Fast Food Outlet in Pickle as Activists Attack Foam Cups

Remember when most “to-go” coffee came in convenient, insulated foam cups?  Remember when McDonald’s served food in foam clamshells that kept your meal nice and warm?  Those were the days, my friend — lost to political correctness.


Today, consumers often burn their hands holding paper cups filled with hot beverages that leak along the rim because the tops are not as snug-fitting as they are on foam cups.  The politically correct solution has been to add paper sleeves around the cup, which mitigates hot fingers, but doesn’t keep coffee hot or prevent leaking.

There are, fortunately, a few holdouts — companies that still use foam cups, like Dunkin’ Donuts and McDonald’s.  These companies know that consumers appreciate the benefits of foam — more formally known as polystyrene foam.

Activists would love to see regulations eliminate foam cups completely, but absent the power to do that, they apply public pressure.  During the 1990s, activists at the Environmental Defense Fund launched a public relations campaign against McDonald’s, generating bad PR that placed the fast food giant “in a pickle.”  McDonald’s responded by eliminating foam packaging for their sandwiches, but not their coffee cups.

Activists continue to press for McDonald’s and others to eliminate foam cups as many politically correct coffee shops have already done.  For example, one activist group called “As You Sow” has drafted a proposal for McDonald’s shareholders that calls on the company to phase out polystyrene cups.

Activists have long claimed that foam cups are less energy efficient than paper cups because they were not recycled as much.  More recently, they have levied the charge that the cups are dangerous because they are made with a supposed carcinogenic chemical— styrene.   They are wrong on both counts.


First consider the impact on energy usage.  Earlier this year, the research group Franklin Associates released findings from their life-cycle assessment of polystyrene packaging and alternative paper products.  Such assessments attempt to measure the impact that products have on the environment during their entire lifetime — from cradle to grave.

The company found that the average 16-ounce polystyrene cup uses a third less energy, produces 50 percent less solid waste by volume, and releases a third less of so-called “green house gases” than does a 16-ounce paper cup with a sleeve. Over their lifecycles, polystyrene packaging products require 20 to 30 percent less water than do paper alternatives.

Ironically, there are additional adverse environmental impacts resulting from the politically correct substitution of foam cups.  Specifically, the elimination of foam cups causes some people to “double cup,” placing one paper cup within another to prevent burning their hands.  According to Franklin Associates: “‘double-cupping’ results in over twice as much energy and solid waste volume, over five times as much solid waste by weight, and nearly twice as much greenhouse gas emissions as the use of a single polystyrene cup.”

But what about the chemical used to make foam cups — styrene?  Isn’t it bad for our health? According to California Clean Water Action: “The International Agency for Research on Cancer (IARC) has determined that styrene is a known lab-animal carcinogen and a possible human carcinogen, particularly in the occupational setting, with the strongest evidence coming from reinforced plastics workers.”


If you are alarmed about those claims, you should stop eating pickles on your burgers and drinking coffee — both are also IARC “possible human carcinogens.”  In fact, the “possible” category indicates a very low risk.  It’s akin to saying: “There isn’t much evidence of harm, but we can’t prove otherwise.”  IARC couldn’t even find significant risk among workers exposed to relatively high levels of styrene.
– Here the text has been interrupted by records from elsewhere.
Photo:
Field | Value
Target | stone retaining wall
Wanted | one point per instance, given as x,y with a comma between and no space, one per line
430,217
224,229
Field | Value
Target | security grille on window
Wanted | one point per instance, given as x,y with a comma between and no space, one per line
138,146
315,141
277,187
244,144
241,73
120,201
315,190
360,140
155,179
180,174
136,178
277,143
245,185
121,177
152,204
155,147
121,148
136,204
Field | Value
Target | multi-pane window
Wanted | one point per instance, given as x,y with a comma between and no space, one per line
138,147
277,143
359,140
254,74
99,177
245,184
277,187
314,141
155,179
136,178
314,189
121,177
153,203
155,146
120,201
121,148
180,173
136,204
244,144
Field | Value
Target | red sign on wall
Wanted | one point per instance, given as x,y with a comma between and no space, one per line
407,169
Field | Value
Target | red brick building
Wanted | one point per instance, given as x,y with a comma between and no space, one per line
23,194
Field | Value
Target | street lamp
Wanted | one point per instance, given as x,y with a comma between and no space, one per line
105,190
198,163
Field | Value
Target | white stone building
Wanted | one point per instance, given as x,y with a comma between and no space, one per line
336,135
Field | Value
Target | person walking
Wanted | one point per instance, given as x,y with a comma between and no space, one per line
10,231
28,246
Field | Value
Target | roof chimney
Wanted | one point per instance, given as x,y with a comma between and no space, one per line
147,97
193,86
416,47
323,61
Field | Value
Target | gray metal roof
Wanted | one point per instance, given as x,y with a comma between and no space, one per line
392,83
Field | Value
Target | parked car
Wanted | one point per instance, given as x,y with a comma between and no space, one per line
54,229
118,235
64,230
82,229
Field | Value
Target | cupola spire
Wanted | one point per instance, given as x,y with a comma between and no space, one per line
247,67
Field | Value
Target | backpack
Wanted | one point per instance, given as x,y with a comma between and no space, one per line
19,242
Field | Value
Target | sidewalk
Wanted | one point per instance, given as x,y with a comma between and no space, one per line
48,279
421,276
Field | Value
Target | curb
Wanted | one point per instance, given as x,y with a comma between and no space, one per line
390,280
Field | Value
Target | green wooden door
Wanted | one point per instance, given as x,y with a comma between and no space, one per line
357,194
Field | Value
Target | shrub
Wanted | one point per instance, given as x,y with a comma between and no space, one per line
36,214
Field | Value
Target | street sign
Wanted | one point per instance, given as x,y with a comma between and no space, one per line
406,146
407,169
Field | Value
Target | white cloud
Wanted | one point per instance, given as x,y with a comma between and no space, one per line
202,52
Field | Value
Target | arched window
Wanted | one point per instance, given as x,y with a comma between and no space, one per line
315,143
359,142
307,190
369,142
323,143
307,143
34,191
Some lab animals (mice but not rats) — which are highly susceptible to cancer — have developed cancer when administered very high amounts of styrene.  And they also get cancer from pickles, coffee, and dozens of other things when exposed to very high doses — often injected into rodent cells and stomachs.  In that case, it’s the dose and the test itself that causes the cancer.  Humans — even plastics workers — don’t experience such high doses or exposure routes in real life, which makes extrapolation from rodents to humans a very tenuous exercise.

Most recently, controversy erupted because the National Toxicology Program (NTP) at the National Institutes of Health reclassified styrene as “reasonably anticipated to be a human carcinogen.”  But this conclusion should raise more alarm bells about the political nature of science at the NTP than about styrene.

The report notes that data on styrene-related human cancers among workers exposed to high amounts of the substance is “limited” — i.e., very weak.  That’s the same conclusion drawn by IARC. The only other real “hard” data relates to cancers among “some strains of mice.”  One should question whether NTP’s extrapolation from mice to humans is itself reasonable.  In any case, exposures to consumers remain extremely tiny — far below worker exposures and animal dosing.


If McDonald’s caves to the greens yet again, the days of the foam cup may too come to an end — leaving more consumers with hot hands and cold coffee.